From UPSC perspective, the following things are important :
Prelims level : Bicameralism
Mains level : Paper 2- Importance of bicameralism
The article discusses the issue of undermining of the upper house by passing the certain bills through voice vote and use of money bill route.
Passing of the Bill by voice vote
- The Karnataka Prevention of Slaughter and Preservation of Cattle Bill was passed by the State’s Legislative Council by voice vote without any division.
- The law was passed by the Council despite the lack of a majority.
- There was no division vote based on actual voting as is usual and as the Opposition members had demanded.
A new legislative precedent
- Similar process was followed to pass the controversial farm laws (by the Rajya Sabha) in September 2020.
- The pandemonium in the House caused by heated interventions by the Opposition was used as a pretext to resort to a voice vote.
- The laws passed with a voice vote seem like a new template for bypassing the constitutionally envisaged legislative process.
- Another process repeatedly used over the last few years to bypass the Upper House of Parliament is the Money Bill route.
- The Aadhaar Bill was passed in this manner.
- Other controversial laws such as those pertaining to electoral bonds, retrospective validation of foreign political contributions and the overhaul of the legal regime relating to tribunals have also been carried out through the Money Bill route.
The Rajya Sabha’s role
- The Lok Sabha is seen as directly representing the will of the people, and the Rajya Sabha as standing in its way.

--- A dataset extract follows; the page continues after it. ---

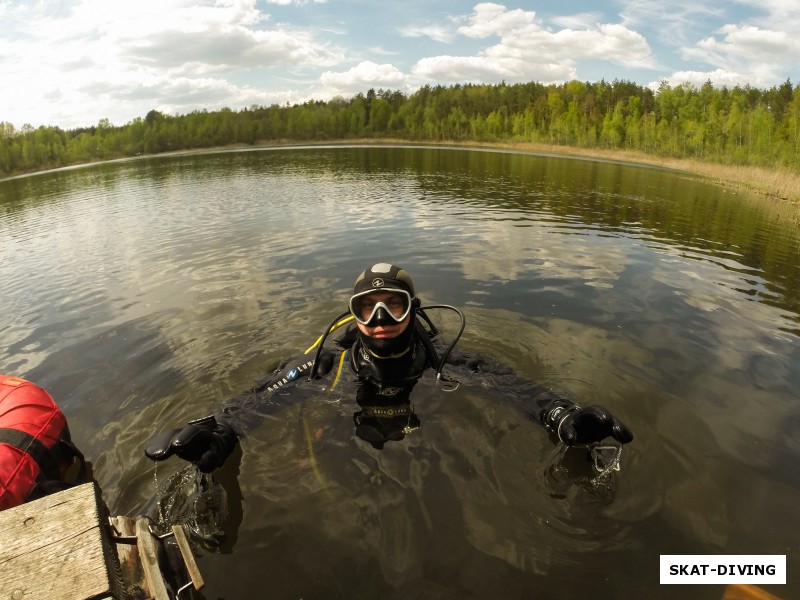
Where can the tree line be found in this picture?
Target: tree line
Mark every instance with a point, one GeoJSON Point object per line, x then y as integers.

- The countervailing function of the Upper House is rarely seen as legitimate.
- The Rajya Sabha has historically stopped the ruling party from carrying out even more significant legal changes.
- The Rajya Sabha is imperfect, partly because of constitutional design.

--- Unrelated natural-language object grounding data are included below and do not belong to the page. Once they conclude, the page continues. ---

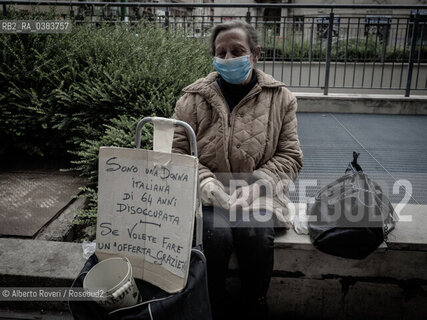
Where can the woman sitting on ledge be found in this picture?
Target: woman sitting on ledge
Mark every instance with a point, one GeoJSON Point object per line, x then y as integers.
{"type": "Point", "coordinates": [249, 151]}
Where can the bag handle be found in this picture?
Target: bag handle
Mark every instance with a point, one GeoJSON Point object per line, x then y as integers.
{"type": "Point", "coordinates": [193, 150]}
{"type": "Point", "coordinates": [354, 166]}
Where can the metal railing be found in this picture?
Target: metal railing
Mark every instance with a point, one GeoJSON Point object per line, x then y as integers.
{"type": "Point", "coordinates": [320, 47]}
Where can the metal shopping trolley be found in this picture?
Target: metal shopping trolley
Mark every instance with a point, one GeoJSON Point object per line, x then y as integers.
{"type": "Point", "coordinates": [180, 297]}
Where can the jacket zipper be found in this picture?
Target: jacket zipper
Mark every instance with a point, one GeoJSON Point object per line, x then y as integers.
{"type": "Point", "coordinates": [230, 117]}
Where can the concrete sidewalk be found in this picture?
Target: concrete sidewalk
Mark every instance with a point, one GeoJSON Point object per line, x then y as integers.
{"type": "Point", "coordinates": [306, 282]}
{"type": "Point", "coordinates": [393, 151]}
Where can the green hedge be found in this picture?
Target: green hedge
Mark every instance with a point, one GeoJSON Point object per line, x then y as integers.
{"type": "Point", "coordinates": [72, 93]}
{"type": "Point", "coordinates": [57, 91]}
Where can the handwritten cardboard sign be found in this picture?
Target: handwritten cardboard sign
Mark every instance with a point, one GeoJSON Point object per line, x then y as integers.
{"type": "Point", "coordinates": [146, 210]}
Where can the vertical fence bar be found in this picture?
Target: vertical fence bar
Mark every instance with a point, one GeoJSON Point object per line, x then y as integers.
{"type": "Point", "coordinates": [394, 52]}
{"type": "Point", "coordinates": [310, 52]}
{"type": "Point", "coordinates": [283, 47]}
{"type": "Point", "coordinates": [411, 54]}
{"type": "Point", "coordinates": [419, 54]}
{"type": "Point", "coordinates": [248, 16]}
{"type": "Point", "coordinates": [328, 52]}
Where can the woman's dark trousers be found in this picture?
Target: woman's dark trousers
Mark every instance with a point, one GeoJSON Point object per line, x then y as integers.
{"type": "Point", "coordinates": [253, 243]}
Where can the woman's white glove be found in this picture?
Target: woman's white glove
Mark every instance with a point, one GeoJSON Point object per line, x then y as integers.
{"type": "Point", "coordinates": [213, 194]}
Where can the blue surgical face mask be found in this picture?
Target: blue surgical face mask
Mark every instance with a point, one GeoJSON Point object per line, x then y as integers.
{"type": "Point", "coordinates": [235, 70]}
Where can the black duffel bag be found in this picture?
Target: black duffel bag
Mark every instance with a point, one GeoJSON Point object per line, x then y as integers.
{"type": "Point", "coordinates": [351, 216]}
{"type": "Point", "coordinates": [192, 303]}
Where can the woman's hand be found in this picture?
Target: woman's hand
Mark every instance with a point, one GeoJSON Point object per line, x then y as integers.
{"type": "Point", "coordinates": [213, 194]}
{"type": "Point", "coordinates": [244, 196]}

- And partly because obviously undesirable practices, such as members representing States they have no affiliation to, have been allowed to flourish.
Importance of bicameralism
- The very questioning of the monopoly of the Lower House to represent the ‘people’ makes bicameralism desirable, argues legal philosopher Jeremy Waldron.
- In India, the fact that the Rajya Sabha membership is determined by elections to State Assemblies leads to a different principle of representation, often allowing different factors to prevail than those in the Lok Sabha elections.
- John Stuart Mill had warned about a single assembly becoming despotic and overweening, if released from the necessity of considering whether its acts will be concurred in by another constituted authority.
- The other merit of bicameralism is significant in a Westminster system like India, where the Lower House is dominated by the executive.
- The Rajya Sabha holds the potential of a somewhat different legislative relation to the executive, making a robust separation of powers possible.
Consider the question “Examine the importance of bicameralism in India. Why passage of certain bills as money bill is causing controversies?”
The important role played by the upper house needs to be recognised and respected in the legislative processess.